Stiamo pensando di creare un'API REST in cui tutte le chiamate siano su SSL. Dopo aver effettuato correttamente l'accesso, le chiamate successive includeranno un token che è stato restituito dal servizio di accesso. Il server convaliderà che il token è legittimo e valido. Questo è considerato un metodo valido per proteggere un'API? Quali sono i rischi qui?
Ciò presuppone che molti altri componenti del sistema siano sicuri. Allo stesso modo non protegge l'API dall'attacco diretto di un attore cattivo che può registrarsi per un account (potrebbe essere o non essere un problema per te). È inoltre sempre consigliabile avere una protezione in banda per le connessioni a qualsiasi servizio. Magari guarda qualcosa come un Web Application Firewall (WAF) o qualcosa come mod_security per aggiungere controlli aggiuntivi. Alcune dipendono dalla sicurezza delle cose ma ci sono molti controlli di sicurezza aggiuntivi a seconda dell'applicazione.

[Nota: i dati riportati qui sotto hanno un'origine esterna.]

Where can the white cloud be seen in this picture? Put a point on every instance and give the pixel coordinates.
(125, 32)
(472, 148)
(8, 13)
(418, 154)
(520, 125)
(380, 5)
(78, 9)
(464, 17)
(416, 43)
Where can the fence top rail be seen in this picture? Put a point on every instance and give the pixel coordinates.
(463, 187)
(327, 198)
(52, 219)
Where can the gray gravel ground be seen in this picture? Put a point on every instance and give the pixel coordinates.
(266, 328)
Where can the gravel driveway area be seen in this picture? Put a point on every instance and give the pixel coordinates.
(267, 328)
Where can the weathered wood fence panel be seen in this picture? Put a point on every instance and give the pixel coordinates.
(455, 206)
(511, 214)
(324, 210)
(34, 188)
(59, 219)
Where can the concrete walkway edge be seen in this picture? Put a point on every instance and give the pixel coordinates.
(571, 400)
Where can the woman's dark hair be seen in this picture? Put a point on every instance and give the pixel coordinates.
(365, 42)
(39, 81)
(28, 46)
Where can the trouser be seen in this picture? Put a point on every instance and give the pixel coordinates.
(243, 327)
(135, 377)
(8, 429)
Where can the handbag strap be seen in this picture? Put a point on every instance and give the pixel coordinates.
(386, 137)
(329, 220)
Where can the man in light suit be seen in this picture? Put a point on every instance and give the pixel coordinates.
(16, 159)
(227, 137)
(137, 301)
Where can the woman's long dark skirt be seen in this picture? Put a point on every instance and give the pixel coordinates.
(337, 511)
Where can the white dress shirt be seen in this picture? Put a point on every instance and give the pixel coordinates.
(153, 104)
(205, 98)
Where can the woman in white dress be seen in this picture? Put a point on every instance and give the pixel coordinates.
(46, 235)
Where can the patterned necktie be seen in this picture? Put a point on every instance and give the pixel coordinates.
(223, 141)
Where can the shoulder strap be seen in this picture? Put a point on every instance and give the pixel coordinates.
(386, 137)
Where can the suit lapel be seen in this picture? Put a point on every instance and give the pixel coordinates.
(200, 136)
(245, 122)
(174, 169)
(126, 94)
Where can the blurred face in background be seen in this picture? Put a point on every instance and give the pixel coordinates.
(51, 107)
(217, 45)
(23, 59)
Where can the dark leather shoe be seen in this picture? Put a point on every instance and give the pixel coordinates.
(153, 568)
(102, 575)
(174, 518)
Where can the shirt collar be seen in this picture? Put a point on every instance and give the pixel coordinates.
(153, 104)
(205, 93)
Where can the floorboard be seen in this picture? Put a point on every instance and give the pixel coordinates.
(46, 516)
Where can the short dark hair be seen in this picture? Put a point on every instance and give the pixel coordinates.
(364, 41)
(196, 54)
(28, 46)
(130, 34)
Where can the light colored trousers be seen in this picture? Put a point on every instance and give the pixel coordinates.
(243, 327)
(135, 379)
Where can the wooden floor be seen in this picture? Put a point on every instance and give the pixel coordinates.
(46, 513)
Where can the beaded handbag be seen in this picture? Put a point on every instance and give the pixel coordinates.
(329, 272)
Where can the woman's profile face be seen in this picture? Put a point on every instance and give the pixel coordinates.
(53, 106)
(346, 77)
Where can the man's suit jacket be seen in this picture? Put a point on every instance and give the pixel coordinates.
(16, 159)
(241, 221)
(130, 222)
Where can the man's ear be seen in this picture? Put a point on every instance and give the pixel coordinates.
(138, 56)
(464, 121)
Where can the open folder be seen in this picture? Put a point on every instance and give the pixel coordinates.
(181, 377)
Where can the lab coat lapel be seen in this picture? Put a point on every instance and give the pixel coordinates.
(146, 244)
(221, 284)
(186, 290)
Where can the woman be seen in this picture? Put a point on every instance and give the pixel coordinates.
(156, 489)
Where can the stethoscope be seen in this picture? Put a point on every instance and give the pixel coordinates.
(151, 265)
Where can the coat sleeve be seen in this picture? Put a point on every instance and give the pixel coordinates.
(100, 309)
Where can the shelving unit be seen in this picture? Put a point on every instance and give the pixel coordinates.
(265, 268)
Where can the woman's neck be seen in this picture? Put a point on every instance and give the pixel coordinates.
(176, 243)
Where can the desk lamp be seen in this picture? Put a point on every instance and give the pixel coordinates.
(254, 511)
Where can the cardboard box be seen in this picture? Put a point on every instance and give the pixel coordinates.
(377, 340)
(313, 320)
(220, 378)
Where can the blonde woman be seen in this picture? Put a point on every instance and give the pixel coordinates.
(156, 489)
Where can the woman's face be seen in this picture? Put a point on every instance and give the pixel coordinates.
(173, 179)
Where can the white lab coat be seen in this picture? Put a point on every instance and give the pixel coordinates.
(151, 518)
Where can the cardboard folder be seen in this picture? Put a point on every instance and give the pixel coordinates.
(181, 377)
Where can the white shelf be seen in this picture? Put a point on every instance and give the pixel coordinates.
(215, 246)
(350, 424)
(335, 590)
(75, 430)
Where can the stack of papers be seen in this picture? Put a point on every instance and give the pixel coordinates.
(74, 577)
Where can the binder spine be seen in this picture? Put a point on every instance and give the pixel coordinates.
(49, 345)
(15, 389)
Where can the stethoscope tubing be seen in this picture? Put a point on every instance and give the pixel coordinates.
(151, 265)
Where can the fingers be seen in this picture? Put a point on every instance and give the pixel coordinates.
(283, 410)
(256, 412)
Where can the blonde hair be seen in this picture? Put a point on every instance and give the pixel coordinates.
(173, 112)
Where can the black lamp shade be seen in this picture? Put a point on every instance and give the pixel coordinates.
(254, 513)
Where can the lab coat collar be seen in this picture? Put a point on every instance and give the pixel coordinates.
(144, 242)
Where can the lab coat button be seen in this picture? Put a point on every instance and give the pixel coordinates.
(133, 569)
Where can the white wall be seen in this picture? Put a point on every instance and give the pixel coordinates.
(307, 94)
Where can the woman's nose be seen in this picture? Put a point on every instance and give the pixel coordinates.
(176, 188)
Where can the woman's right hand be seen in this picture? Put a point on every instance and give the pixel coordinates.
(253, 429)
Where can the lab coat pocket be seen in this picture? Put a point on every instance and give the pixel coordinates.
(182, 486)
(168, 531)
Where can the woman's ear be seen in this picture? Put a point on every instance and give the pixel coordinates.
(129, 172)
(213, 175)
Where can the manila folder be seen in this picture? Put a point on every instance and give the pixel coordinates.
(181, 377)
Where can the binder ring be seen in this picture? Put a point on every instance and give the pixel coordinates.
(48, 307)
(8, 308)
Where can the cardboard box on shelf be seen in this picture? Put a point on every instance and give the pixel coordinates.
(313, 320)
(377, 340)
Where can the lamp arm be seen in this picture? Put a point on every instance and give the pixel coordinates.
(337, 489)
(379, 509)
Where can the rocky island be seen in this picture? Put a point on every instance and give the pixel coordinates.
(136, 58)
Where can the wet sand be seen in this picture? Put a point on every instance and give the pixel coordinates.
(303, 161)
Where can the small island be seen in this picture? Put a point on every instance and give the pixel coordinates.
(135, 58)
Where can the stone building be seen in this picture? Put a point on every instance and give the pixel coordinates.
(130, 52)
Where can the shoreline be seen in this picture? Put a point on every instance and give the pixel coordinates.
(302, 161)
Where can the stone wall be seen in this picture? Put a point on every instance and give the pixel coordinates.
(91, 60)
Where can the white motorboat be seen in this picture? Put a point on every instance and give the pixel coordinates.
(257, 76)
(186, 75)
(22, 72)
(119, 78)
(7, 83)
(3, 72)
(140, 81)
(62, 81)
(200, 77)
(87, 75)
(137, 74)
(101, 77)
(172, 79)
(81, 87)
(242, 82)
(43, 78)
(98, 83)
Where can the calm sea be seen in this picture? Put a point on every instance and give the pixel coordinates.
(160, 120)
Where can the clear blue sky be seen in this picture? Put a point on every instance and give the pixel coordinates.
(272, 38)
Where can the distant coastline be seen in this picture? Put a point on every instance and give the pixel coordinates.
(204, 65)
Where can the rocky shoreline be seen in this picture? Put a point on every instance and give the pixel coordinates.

Per ulteriori informazioni su REST, consulta il Cheat Sheet sulla sicurezza OWASP REST e non dimenticarti di rafforzare i server e proteggere anche la tua rete.
Ho lavorato con i servizi web REST che hanno questo stesso schema di sicurezza. Questo è un buon modo per proteggere i tuoi servizi web secondo me. L'unico rischio che vorrei sottolineare è di essere cauti sulla quantità di informazioni che si registrano quando si invocano i servizi Web. Nello specifico, fai attenzione che le credenziali dell'utente non vengano memorizzate in qualche registro quando gli utenti invocano il servizio web di autenticazione per ricevere i token. Inoltre, assicurati che i token non vengano registrati nelle richieste successive. Se questa informazione viene registrata, assicurati di mascherare i dati.
Questo è sicuro se:
Mentre SSL (implementato correttamente) proteggerà il token in transito, il token rimane vulnerabile agli endpoint della comunicazione e a qualsiasi intermediario che fa intercettazione SSL (come "proxy HTTPS"). Anche se questi sistemi sono affidabili, possono perdere il token senza intenzione, ad esempio perché registrano la richiesta (ad esempio, è meglio non passare il token nell'URL, perché ciò si verifica comunemente nei file di log).